The past year has been marked by protests, demonstrations and intense collective bargaining across Europe, as trade unions have been fighting to protect the wellbeing of their members. The picture is grim all over the continent. With inflation at levels not experienced for more than 40 years, real wages have fallen precipitously.
In-work poverty is exploding, as the cost-of-living crisis is squeezing those on low and middle incomes. Inequality is booming. Record profits for big business are going into shareholders’ pockets, rather than much-needed investments in the twin green and digital transitions.
Higher wages
With the campaign ‘Together. In Action. For Higher Wages’, industriAll Europe and its members have called for wages to be raised in line with inflation plus productivity gains. We have also called for anti-crisis measures — public policies which are essential, alongside wages policy, to tackle the root causes of the cost-of-living crisis and deal with the consequences of the energy crisis in industrial workplaces. By standing united and co-ordinating our actions, we have sent a strong signal to employers and policy-makers that industrial workers in Europe are fighting this battle side by side.
The campaign has been carried out at all levels. We have made five core demands of European employers’ associations, European Union policy-makers and other stakeholders, which include a pay rise that guarantees decent living standards, fair taxes on companies and the wealthy, support for workers affected by the cost-of-living crisis, financial support for companies struggling with energy costs, with guarantees to save jobs and raise wages, and sectoral bargaining so workers can win better pay.
The ‘Brussels bubble’ of EU opinion is dominated by business and industry lobbies which push for conservative, employer-friendly policies. Take the austerity imposed after the 2008 crash, which decentralised collective bargaining in many member states and led through wage freezes and cuts to a recession. Making workers’ voices heard through our campaign has, therefore, been crucial.
The campaign has given our members the opportunity to exchange views on the situation in each country, on collective-bargaining demands and employers’ tactics. This has been of particular relevance in big industrial regions, where employers try to play workers and their trade unions in neighbouring countries off against one another.
The best example was industriAll Europe’s participation in the launch of the collective-bargaining negotiations for the metal and electrical industry in Gelsenkirchen, Nordrhein-Westfalen, and at the collective-bargaining committee meeting in Sprockhövel. The federation’s general secretary, Luc Triangle, stressed that IG Metall’s demand for an 8 per cent wage increase in Germany was not isolated but in line with those from unions in neighbouring countries: the FNV confederation in the Netherlands was asking for a wage increase to compensate for 12 per cent inflation; in Austria, the production union PRO-GE was demanding a pay rise of 10.6 per cent.
Such exchanges of information gave industriAll Europe’s members reassurance, amid immense pressure from employers and conservative voices. Across Europe, employers adopted a very aggressive narrative of wage ‘moderation’, appealing to unions’ ‘responsibility’ to restrain their demands and warning against a ‘wage-price spiral’. Trade unions had to be strong, resilient and decisive in this public environment still dominated by conservative and neoliberal views. The figures have however been on our side: after an entire year of employers’ warnings against such a spiral, there are still no signs of it.
While in most countries wages are in fact falling far behind inflation — meaning a real pay cut for millions of workers — many big companies continue to book record profits. These are not however being invested: dividends are growing faster than inflation while private investment as a share of gross domestic product continues to decline.

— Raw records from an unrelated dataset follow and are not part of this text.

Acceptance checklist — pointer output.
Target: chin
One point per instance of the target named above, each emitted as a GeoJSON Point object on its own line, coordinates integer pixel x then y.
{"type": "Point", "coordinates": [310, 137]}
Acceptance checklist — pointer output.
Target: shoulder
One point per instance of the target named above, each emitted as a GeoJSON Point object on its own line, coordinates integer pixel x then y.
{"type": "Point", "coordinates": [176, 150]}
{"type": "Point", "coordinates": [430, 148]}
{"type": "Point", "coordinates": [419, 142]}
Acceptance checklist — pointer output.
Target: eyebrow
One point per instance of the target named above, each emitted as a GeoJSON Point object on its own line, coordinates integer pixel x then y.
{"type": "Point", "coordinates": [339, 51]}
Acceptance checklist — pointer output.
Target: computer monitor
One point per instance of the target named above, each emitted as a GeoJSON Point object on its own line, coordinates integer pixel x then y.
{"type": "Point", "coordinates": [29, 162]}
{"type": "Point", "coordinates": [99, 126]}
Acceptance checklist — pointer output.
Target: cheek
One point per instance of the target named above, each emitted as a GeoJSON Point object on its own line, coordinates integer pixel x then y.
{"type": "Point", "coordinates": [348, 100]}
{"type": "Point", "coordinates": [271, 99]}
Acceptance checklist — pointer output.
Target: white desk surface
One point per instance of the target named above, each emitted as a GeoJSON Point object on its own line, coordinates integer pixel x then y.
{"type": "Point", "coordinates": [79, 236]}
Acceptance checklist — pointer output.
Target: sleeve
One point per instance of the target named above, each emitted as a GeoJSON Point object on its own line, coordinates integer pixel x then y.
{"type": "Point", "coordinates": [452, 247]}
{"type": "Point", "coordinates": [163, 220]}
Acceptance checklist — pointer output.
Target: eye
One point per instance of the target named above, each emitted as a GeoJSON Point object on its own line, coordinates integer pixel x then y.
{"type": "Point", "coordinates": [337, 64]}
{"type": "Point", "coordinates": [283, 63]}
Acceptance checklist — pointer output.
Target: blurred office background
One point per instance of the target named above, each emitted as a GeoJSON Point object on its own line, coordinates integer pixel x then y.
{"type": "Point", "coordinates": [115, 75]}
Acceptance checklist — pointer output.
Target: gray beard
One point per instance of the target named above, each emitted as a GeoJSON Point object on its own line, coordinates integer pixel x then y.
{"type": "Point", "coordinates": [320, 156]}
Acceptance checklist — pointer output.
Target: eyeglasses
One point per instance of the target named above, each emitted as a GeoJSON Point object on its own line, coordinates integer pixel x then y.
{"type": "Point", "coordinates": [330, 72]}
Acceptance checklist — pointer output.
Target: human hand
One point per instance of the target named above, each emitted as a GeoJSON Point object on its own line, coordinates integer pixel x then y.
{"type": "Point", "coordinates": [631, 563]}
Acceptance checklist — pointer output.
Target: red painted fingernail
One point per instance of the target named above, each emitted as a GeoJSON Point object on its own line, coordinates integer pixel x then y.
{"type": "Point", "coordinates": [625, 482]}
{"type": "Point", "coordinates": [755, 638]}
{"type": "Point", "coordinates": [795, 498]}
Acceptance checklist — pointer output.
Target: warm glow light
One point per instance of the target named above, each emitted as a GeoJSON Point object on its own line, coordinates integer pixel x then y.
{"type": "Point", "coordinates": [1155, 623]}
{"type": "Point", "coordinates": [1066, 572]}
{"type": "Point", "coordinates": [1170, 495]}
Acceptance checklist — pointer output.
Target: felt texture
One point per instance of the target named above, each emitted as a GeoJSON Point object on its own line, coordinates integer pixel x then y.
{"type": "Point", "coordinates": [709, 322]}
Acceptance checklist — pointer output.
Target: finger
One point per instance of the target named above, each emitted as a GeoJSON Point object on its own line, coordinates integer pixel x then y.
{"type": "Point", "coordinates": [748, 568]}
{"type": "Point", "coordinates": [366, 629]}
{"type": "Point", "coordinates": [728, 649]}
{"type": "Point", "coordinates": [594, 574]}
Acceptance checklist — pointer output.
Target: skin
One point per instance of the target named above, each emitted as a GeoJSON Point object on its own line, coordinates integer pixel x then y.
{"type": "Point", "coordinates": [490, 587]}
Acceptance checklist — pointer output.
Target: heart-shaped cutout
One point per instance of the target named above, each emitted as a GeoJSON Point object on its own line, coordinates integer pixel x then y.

Chief executives have meanwhile scooped the pool: United States data covering the largest firms indicate a growth of remuneration of more than 1,000 per cent over the past 40 years, nearly 100 times the rate for average workers.
Company profits reached new highs in the second quarter of 2022. Strong order books and better-than-expected results have been evident not only in energy, but also the steel, automotive and pharmaceutical industries. Those making money from the crisis should pay for it. They have a responsibility to pay decent wages — and their fair share of taxes. The EU has finally proposed to introduce a minimum corporation tax of 15 per cent for large companies but more needs to be done. Austerity should be avoided at all costs, especially in an environment where social unrest and the far right are on the rise.
Achievements
The collective struggle has paid off for some, as some of our members have scored important achievements over recent months, winning significant wage increases through collective agreements. The FNV won an 11 per cent increase in the metals sector (duration 18 months). PRO-GE and GPA in Austria secured a 7.4 per cent increase in the metals/technology sector and a monthly lump sum of €75 (duration 12 months). In Belgium, workers will receive an automatic indexation resulting in an 11 per cent rise. And IG Metall achieved an increase of 8.5 per cent, plus a one-off tax-free bonus of €3,000, in the metals/electrical sector.
(Barthès is deputy general secretary of industriAll Europe and Velicu is senior policy adviser at industriAll Europe.)